Um Homem de Partes


A única motivação que eu tinha para ler esta livro ream as saudades que tinha de ler algo de David Lodge. Não que tivesse lido muita coisa, apenas dois livros (Um Almoço Nunca é de Graça, fantástico, e Um Dia o Museu Britânico Vem Abaixo, tema interessante mas não muito bem explorado).
Entre vários, um dos aspectos que mais admirei na escrita de Lodge foi o facto de, tratando temas muito pertinentes (no que toca ao conhecimento que tem que ter, quer dos comportamentos humanos, quer do background cultural necessário para descrever certas personagens (algumas reais) e situações) com uma linguagem tão acessível que me custa a crer que não tenha mais sucesso. Num certo sentido, lembra-me Somerset Maugham: um escritor brilhante mas que, por algum provincianismo de uma certa elite da época que nunca lhe quis dar o mérito que as gerações futuras haveriam de reconhecer, manteve-se classificado como um escritor de “qualidade média”. Estranho critério este em que, se é popular então não pode ser bom. Neste aspecto o Cinema está muito mais democratizado. A Literatura continua tremendamente elitista.
Voltando a Lodge, tratar temas mais ou menos complexos num tom ligeiro sem com isso abdicar dos aspectos fundamentais que pretende mostrar requer uma enorme arte e uma dose de inteligência acima da média. David Lodge constrói histórias muito interessantes para toda a gente.

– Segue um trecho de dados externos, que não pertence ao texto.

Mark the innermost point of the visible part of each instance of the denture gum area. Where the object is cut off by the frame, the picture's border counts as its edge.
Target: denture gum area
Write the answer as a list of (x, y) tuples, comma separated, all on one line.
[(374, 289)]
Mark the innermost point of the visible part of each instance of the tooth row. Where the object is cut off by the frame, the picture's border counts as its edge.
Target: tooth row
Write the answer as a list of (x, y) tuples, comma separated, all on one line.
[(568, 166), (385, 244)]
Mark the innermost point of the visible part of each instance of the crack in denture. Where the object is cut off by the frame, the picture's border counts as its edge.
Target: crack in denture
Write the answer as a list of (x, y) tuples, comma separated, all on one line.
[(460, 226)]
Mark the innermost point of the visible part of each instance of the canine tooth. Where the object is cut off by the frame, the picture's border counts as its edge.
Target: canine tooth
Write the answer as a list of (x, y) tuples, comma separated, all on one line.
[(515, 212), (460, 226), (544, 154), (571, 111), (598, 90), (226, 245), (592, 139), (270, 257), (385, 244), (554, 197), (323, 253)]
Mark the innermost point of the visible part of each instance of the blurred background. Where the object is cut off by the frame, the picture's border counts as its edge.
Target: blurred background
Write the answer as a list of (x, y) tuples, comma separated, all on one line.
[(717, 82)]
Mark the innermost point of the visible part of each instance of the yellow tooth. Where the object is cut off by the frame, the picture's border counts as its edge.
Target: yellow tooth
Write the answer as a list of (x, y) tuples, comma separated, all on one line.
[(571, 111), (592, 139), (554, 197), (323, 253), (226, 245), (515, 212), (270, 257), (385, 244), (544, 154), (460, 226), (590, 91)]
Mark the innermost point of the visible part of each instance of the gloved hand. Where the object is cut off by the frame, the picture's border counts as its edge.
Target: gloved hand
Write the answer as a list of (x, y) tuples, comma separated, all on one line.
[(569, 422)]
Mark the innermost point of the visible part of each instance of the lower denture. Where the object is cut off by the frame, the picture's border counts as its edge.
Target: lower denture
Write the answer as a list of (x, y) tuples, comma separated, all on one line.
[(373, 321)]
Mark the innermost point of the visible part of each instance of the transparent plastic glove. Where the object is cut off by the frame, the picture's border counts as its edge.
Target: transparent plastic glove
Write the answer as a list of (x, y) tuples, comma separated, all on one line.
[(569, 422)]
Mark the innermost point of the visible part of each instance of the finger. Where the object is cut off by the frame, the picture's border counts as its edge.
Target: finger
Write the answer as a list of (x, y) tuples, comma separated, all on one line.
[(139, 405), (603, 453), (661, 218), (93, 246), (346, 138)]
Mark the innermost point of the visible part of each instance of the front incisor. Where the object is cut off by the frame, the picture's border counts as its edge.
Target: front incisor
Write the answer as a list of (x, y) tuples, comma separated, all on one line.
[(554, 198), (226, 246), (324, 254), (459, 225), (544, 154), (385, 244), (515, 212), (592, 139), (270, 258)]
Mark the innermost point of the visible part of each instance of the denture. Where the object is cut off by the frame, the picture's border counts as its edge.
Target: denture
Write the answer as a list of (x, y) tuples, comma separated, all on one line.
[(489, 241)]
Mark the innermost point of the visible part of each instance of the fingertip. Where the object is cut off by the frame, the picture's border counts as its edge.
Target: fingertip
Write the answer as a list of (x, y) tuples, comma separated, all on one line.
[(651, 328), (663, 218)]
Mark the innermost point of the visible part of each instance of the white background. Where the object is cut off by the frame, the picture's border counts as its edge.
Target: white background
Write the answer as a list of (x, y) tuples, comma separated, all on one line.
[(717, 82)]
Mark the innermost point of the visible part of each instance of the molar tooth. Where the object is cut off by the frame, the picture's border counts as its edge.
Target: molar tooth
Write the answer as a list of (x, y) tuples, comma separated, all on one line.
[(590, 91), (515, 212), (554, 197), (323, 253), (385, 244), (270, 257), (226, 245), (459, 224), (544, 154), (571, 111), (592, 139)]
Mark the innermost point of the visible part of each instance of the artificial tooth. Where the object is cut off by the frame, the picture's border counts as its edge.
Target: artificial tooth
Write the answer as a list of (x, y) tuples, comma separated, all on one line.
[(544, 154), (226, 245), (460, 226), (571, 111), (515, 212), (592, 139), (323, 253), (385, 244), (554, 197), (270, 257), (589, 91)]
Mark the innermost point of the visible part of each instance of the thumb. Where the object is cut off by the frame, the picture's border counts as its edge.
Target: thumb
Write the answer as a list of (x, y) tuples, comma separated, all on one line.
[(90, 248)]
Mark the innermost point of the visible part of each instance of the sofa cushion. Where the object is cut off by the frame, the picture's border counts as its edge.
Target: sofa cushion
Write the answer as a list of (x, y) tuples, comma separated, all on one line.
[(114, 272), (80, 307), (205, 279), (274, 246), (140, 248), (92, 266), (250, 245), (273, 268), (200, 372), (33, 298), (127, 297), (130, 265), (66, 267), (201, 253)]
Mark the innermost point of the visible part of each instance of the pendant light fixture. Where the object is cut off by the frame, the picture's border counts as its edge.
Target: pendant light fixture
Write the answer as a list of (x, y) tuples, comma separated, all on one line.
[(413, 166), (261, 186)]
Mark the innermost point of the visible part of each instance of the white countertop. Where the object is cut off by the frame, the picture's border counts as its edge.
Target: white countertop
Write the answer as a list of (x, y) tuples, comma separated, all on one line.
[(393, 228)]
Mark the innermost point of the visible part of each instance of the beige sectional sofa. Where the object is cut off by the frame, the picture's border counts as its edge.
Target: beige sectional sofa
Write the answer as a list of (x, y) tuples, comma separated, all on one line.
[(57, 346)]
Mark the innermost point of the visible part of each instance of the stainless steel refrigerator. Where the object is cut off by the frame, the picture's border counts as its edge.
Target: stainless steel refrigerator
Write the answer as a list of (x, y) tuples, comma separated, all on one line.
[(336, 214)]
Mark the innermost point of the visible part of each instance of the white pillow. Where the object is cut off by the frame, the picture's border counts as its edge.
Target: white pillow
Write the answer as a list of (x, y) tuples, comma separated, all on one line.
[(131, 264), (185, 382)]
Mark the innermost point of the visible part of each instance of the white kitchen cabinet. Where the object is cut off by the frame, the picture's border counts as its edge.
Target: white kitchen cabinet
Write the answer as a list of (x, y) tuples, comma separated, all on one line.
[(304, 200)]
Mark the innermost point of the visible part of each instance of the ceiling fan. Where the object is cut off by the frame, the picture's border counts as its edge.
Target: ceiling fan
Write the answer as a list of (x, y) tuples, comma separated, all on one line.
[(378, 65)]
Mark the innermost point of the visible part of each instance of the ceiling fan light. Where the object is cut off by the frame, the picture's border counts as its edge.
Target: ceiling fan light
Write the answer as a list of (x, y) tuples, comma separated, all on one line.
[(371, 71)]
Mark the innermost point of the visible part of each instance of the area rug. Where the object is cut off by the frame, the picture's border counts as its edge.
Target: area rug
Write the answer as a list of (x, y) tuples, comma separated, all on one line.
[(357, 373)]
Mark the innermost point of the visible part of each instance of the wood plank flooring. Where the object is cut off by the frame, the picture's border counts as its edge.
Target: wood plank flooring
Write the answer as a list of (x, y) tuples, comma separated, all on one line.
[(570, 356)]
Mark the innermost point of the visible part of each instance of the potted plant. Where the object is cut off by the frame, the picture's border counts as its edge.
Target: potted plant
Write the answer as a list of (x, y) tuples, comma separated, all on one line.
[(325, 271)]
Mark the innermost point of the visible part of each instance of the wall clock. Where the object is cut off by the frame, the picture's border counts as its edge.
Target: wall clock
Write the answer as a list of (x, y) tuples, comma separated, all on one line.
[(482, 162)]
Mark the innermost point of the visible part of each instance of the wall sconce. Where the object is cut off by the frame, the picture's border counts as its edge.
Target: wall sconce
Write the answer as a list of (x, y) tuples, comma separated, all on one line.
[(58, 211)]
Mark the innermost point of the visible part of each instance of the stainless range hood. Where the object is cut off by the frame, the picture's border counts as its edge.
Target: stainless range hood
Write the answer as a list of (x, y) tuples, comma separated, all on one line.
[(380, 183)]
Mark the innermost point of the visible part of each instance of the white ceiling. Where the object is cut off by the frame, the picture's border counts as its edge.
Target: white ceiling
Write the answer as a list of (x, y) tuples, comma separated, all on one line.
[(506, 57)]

Um Homem de Partes é uma biografia de 580 páginas (o meu regresso aos livros grandes) do escritor de ficção científica e pensador inglês do final do séc. XIX, princípio do séc. XX. H. G. Wells. Para além de A Máquina do Tempo e A Guerra dos Mundos, nada mais eu conhecia sobre Wells. Neste momento, passada meia obra, posso dizer que o livro me está a prender por dois motivos, não sabendo eu qual deles é mais fascinante, se a escrita de Lodge se a vida de Wells.
Só ao fim de 150 páginas é que a coisa encarrilou, mas a descrição de uma mente verdadeiramente livre e a sua luta pela liberdade numa Inglaterra tacanhamente conservadora é de uma enorme beleza: o “Amor Livre” ou a emancipação feminina são disso exemplos.
H. G. Wells teve dezenas e dezenas de mulheres na sua vida. A sua relação com Jane, a mulher com quem esteve casado grande parte da sua vida foi de um liberalismo arrojadíssimo mesmo para os dias de hoje (de comum acordo, ele podia ter as mulheres que quisesse, fossem elas suas conhecidas ou não, visitas de casa ou não, suas amigas, filhas de amigas, etc…).
A época da Sociedade Fabiana, clube de pensadores percursor do Socialismo e plataforma dos intelectuais da época, que Wells tentou democratizar e abrir às massas é descrita com um brilhantismo sem igual.
George Bernard Shaw, Henry James, Edith Nesbit ou George Orwell são apenas alguns dos personagens que enriquecem esta história real e recriam um ambiente e uma época em que se lançavam os fundamentos do que viria a ser o pensamento dominante do século que começava.
Fiquei com uma curiosidade imensa para ler In The Year of The Comet, Anticipations ou A Modern Utopia, todos de Wells, mas sobretudo, o livro infantil As Crianças do Caminho-de-ferro, de Nesbit. E ainda só vou a meio do livro.

David Lodge tem aqui um toque de génio: consegue descrever toda esta época e ambiente sem cair no romantismo bacoco com que tantas vezes olhamos para o passado, visão essa que o distorce: uma ida a um jogo de futebol nos anos 50, se descrita com espectadores de fato, chapéu e bengala ganha uma dimensão romântica que nada tem a ver com os dias de hoje. Esses mesmos senhores eram tão normais quanto os senhores que vão hoje à bola de calças de ganga e t-shirt. O que pretendo dizer com isto é que a época que aparece descrita em Um Homem de Partes, vale por si mesma, pela força das suas ideias, das suas personagens e pela riqueza da história… numa palavra: pelo conteúdo. E é esse o grande mérito de Lodge: não é o embrulho que suporta o conteúdo mas o contrário. Não há uma glorificação das roupas da época ou dos meios de transporte da altura como forma de nos fazer centrar nos adereços: é a força brutal da vida desta personagem e a riqueza cultural do meio em que se move que prendem o leitor a esta história. O resto vem naturalmente, como deveria ser sempre, porque as marcas de cada época são naturais na própria época. Só ganham uma dimensão mais ou menos exacerbada pela distância temporal. Lodge não cai nessa, e esta história só tem a ganhar com isso.

Provavelmente não voltarei a escrever sobre este livro quando o terminar (só se ele se transformar em algo realmente mau o que é pouco provável). Esta obra demonstra que é possível escrever literatura de qualidade num estilo mais do que acessível.